I want to "grep" http, and ftp, address' from newsgroup posts that I have kept BUT I cannot work out how it can be done with your program. I once tried a grep utility that seemed to do it but I have forgotten how I did things.
I think the "find" was something like .*((ht|f)tp://www[\w./#-]+).* . If something similar works in your program I don't know what the
"replace" criteria should be. Also that doesn't cover links that don't have the ftp OR http start e.g. www.somewhere.com. So I need to find ftp AND http
AND www "strings".
I start with e.g.
a good one is http://www.deltasoft.hr/remote/remadmin.zip which is the page at http://fastq.com/~sckitching/Python/wordlen.zip is my a faster ftp site is ftp://203.131.69.75/lorma_v.3.iso and don't forget www.burrotech.com/pa_inst.exe is also free.
I want:
http://www.deltasoft.hr/remote/remadmin.zip http://fastq.com/~sckitching/Python/wordlen.zip ftp://203.131.69.75/lorma_v.3.iso www.burrotech.com/pa_inst.exe
Can you help please?
You can notice that an URL in your case starts with ftp:// or http:// or www.
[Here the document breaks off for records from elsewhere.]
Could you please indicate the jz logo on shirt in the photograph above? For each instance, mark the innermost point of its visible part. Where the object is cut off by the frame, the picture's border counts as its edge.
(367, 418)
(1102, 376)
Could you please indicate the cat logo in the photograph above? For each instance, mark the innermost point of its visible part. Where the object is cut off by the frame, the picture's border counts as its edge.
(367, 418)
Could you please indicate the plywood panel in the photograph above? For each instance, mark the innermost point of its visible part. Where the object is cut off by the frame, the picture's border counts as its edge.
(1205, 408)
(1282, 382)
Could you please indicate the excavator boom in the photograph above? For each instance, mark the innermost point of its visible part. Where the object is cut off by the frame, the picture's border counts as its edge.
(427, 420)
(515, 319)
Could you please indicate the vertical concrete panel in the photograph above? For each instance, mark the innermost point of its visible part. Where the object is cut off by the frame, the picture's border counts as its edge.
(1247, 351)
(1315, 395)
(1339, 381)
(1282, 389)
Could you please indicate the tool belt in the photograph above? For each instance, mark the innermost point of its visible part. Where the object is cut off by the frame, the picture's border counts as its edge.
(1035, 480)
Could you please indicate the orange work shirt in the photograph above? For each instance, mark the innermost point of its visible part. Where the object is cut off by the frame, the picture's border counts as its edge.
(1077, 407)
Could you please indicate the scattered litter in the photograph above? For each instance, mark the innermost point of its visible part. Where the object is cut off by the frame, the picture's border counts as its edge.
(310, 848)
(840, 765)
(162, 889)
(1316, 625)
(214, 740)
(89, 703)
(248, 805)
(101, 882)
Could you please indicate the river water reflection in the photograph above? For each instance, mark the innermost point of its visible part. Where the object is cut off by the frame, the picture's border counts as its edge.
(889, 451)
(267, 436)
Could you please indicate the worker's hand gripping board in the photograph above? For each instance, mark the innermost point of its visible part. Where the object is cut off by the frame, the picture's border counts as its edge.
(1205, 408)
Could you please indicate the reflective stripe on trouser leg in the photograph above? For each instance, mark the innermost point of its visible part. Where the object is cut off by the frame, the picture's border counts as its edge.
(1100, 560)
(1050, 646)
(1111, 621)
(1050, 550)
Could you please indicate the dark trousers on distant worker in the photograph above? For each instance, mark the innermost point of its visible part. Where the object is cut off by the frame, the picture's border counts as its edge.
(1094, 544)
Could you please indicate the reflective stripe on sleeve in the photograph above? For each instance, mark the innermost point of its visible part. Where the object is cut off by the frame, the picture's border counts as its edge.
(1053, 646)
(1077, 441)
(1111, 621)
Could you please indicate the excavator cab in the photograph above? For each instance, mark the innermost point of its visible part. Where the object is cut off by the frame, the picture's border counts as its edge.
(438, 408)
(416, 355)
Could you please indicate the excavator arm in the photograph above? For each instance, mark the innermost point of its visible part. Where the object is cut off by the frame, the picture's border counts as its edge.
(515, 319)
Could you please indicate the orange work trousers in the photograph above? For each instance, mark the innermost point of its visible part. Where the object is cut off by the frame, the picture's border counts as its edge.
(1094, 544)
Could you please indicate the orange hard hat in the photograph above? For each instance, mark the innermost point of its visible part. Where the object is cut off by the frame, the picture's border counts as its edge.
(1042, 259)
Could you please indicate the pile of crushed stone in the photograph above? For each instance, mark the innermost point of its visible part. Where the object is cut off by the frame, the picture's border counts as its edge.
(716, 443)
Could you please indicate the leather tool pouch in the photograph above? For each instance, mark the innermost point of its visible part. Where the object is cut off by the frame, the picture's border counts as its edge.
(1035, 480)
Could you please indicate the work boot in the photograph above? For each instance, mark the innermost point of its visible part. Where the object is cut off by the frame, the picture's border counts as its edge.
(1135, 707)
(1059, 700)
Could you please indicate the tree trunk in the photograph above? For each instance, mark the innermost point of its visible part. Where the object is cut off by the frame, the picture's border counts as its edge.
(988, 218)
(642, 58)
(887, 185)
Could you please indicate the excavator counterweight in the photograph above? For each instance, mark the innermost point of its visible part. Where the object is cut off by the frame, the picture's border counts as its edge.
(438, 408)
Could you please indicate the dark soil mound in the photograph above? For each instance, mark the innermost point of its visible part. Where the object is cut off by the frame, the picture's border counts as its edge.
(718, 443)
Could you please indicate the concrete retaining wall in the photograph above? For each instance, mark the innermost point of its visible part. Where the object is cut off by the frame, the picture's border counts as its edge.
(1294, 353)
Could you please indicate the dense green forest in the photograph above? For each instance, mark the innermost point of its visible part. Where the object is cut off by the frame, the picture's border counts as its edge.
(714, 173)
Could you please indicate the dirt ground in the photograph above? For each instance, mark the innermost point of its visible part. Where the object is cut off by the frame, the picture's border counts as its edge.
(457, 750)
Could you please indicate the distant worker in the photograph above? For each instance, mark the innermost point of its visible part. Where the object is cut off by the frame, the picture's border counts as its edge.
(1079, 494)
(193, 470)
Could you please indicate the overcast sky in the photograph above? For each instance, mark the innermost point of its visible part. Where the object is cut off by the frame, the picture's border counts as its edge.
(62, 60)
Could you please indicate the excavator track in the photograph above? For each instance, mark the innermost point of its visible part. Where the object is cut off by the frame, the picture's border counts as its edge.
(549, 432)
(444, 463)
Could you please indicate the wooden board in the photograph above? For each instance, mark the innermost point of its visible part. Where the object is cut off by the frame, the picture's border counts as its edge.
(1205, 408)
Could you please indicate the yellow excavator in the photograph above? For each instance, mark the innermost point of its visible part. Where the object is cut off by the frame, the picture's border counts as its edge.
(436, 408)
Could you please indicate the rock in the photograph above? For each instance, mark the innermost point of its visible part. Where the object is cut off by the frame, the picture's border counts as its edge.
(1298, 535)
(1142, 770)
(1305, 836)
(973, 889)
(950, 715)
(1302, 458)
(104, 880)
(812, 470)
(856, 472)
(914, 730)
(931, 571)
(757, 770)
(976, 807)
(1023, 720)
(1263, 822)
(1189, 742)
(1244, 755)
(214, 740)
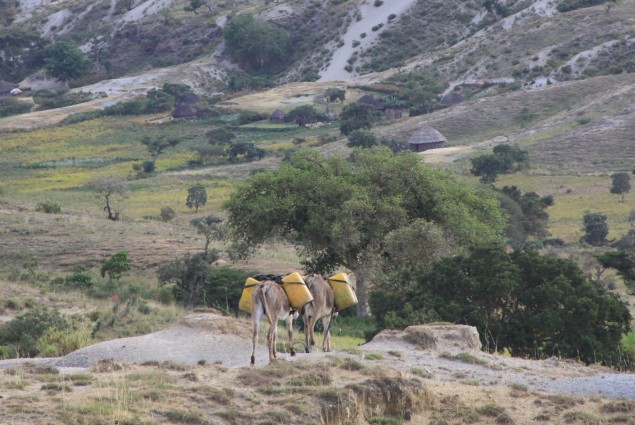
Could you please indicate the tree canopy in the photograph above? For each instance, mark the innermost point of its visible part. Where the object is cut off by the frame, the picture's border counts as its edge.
(256, 44)
(503, 160)
(621, 184)
(65, 61)
(196, 196)
(357, 116)
(595, 229)
(339, 212)
(529, 304)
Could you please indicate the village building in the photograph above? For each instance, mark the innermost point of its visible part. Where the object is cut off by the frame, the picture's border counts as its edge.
(277, 116)
(426, 138)
(6, 88)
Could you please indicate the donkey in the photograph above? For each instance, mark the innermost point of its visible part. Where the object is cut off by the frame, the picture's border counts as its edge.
(270, 300)
(322, 307)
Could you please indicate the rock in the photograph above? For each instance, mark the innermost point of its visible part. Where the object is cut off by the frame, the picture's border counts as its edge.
(450, 338)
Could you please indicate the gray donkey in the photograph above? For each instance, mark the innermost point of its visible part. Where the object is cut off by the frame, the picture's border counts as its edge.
(270, 300)
(322, 307)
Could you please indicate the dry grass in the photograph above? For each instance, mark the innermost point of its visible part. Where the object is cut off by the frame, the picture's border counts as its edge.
(295, 392)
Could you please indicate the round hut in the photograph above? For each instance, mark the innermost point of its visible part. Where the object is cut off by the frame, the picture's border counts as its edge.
(426, 138)
(277, 116)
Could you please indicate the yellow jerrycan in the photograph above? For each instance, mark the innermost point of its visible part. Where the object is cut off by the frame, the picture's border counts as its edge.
(297, 291)
(343, 291)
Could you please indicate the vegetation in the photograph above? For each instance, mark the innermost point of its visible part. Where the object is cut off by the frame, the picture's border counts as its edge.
(595, 229)
(256, 44)
(115, 266)
(196, 196)
(357, 116)
(190, 273)
(108, 187)
(504, 159)
(515, 300)
(361, 139)
(621, 184)
(348, 213)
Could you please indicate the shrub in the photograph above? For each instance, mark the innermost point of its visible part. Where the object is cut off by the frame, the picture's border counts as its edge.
(165, 295)
(59, 342)
(23, 332)
(48, 207)
(79, 279)
(167, 213)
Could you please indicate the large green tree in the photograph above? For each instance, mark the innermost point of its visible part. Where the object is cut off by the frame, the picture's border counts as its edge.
(256, 44)
(190, 273)
(65, 61)
(621, 184)
(522, 302)
(339, 212)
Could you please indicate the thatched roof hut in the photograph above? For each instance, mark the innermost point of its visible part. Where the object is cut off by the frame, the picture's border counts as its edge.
(426, 138)
(5, 88)
(277, 116)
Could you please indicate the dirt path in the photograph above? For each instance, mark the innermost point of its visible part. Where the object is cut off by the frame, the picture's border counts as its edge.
(371, 16)
(215, 339)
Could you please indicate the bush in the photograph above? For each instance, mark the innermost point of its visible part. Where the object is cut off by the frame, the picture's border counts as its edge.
(79, 279)
(23, 332)
(167, 213)
(165, 295)
(48, 207)
(59, 342)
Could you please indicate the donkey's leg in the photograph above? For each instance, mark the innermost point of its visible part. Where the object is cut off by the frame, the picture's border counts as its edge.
(305, 319)
(255, 317)
(271, 341)
(289, 321)
(326, 341)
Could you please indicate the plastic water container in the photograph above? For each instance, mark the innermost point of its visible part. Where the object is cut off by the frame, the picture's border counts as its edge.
(297, 291)
(343, 291)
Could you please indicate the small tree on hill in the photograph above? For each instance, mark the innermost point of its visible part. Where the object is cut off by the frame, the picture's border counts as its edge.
(595, 229)
(189, 273)
(115, 266)
(109, 186)
(257, 44)
(211, 227)
(621, 184)
(196, 196)
(357, 116)
(504, 159)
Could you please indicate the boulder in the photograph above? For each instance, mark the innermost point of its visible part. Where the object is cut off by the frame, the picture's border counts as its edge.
(450, 338)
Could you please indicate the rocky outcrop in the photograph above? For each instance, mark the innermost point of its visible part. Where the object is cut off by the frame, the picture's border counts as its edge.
(450, 338)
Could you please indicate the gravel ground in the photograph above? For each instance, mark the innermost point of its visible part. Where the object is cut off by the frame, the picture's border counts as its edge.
(218, 339)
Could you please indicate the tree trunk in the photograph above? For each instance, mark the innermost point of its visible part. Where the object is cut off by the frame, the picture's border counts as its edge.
(191, 289)
(362, 289)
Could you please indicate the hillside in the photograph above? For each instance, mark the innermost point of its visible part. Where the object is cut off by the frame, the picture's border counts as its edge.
(559, 83)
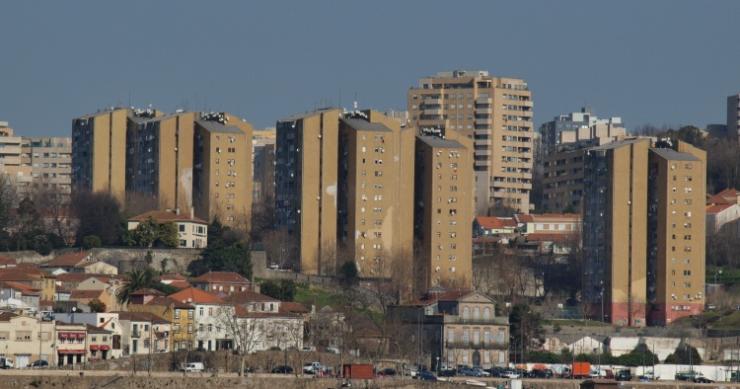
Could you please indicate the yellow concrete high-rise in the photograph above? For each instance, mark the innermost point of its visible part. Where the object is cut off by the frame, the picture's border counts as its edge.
(189, 161)
(496, 113)
(443, 212)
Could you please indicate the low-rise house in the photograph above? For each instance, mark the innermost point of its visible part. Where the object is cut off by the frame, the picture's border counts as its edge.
(99, 343)
(180, 315)
(222, 282)
(175, 280)
(32, 276)
(6, 262)
(191, 231)
(16, 296)
(144, 333)
(24, 339)
(211, 319)
(71, 339)
(108, 321)
(453, 328)
(259, 325)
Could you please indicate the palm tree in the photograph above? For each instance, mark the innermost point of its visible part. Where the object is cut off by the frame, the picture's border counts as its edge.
(137, 279)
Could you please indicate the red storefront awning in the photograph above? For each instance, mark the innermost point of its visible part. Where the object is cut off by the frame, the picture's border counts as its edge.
(71, 352)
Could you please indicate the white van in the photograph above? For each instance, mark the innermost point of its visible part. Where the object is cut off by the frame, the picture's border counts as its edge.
(192, 367)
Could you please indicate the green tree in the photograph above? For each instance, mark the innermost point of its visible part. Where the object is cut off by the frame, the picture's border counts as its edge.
(97, 306)
(685, 354)
(227, 251)
(139, 279)
(283, 290)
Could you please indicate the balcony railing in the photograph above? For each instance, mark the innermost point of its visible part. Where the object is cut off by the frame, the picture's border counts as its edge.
(479, 345)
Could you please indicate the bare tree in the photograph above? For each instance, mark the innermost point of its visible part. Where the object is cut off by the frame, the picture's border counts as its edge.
(245, 330)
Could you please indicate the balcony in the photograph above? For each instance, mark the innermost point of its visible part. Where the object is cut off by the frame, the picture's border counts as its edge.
(477, 346)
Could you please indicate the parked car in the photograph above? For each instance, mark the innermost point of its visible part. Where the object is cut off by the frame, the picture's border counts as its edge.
(510, 374)
(426, 375)
(448, 372)
(623, 375)
(313, 368)
(282, 369)
(6, 363)
(39, 364)
(541, 373)
(192, 367)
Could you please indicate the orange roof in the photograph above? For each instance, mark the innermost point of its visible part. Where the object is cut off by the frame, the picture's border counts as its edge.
(291, 307)
(197, 296)
(717, 208)
(77, 294)
(548, 237)
(7, 260)
(727, 196)
(495, 222)
(67, 260)
(166, 217)
(221, 276)
(24, 288)
(248, 297)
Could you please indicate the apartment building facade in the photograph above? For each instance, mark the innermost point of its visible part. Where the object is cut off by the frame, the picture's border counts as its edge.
(615, 232)
(496, 113)
(443, 211)
(676, 228)
(184, 160)
(733, 115)
(343, 189)
(579, 126)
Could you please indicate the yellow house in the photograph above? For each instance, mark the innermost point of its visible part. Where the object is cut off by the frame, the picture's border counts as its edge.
(180, 314)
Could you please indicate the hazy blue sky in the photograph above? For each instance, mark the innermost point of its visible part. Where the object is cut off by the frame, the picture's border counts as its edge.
(653, 61)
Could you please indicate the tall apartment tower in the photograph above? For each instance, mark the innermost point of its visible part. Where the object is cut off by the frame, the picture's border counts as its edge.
(375, 214)
(159, 159)
(496, 113)
(442, 211)
(190, 161)
(733, 115)
(306, 181)
(615, 232)
(222, 169)
(50, 159)
(99, 151)
(343, 190)
(676, 240)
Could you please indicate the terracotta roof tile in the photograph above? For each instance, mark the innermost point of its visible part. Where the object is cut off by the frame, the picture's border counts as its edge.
(221, 276)
(494, 222)
(196, 296)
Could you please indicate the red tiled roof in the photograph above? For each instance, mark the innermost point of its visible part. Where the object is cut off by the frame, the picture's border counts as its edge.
(166, 217)
(717, 208)
(221, 276)
(79, 277)
(248, 297)
(292, 307)
(146, 292)
(167, 301)
(77, 294)
(727, 196)
(7, 260)
(550, 237)
(197, 296)
(140, 316)
(67, 260)
(494, 222)
(24, 288)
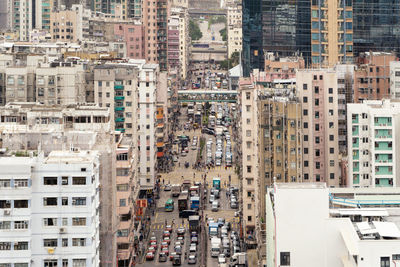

We can distinct such URL's from common text by the suffix: :// for
protocols and the dot . for domain (www). Then, first part of an URL may contain digits, letters, dots, underscores, dashes. Thus, the pattern that would match your example would be:
{{http}|{ftp}\:\/\/}|{www\.}[\d\w\_\.\-]+{\/\S+}?
where {\/\S+}? means matching the relative part of an URL, for example /dir/file.ext in http://dom.com/dir/file.ext . This allows to find any URL's,
with or without file names.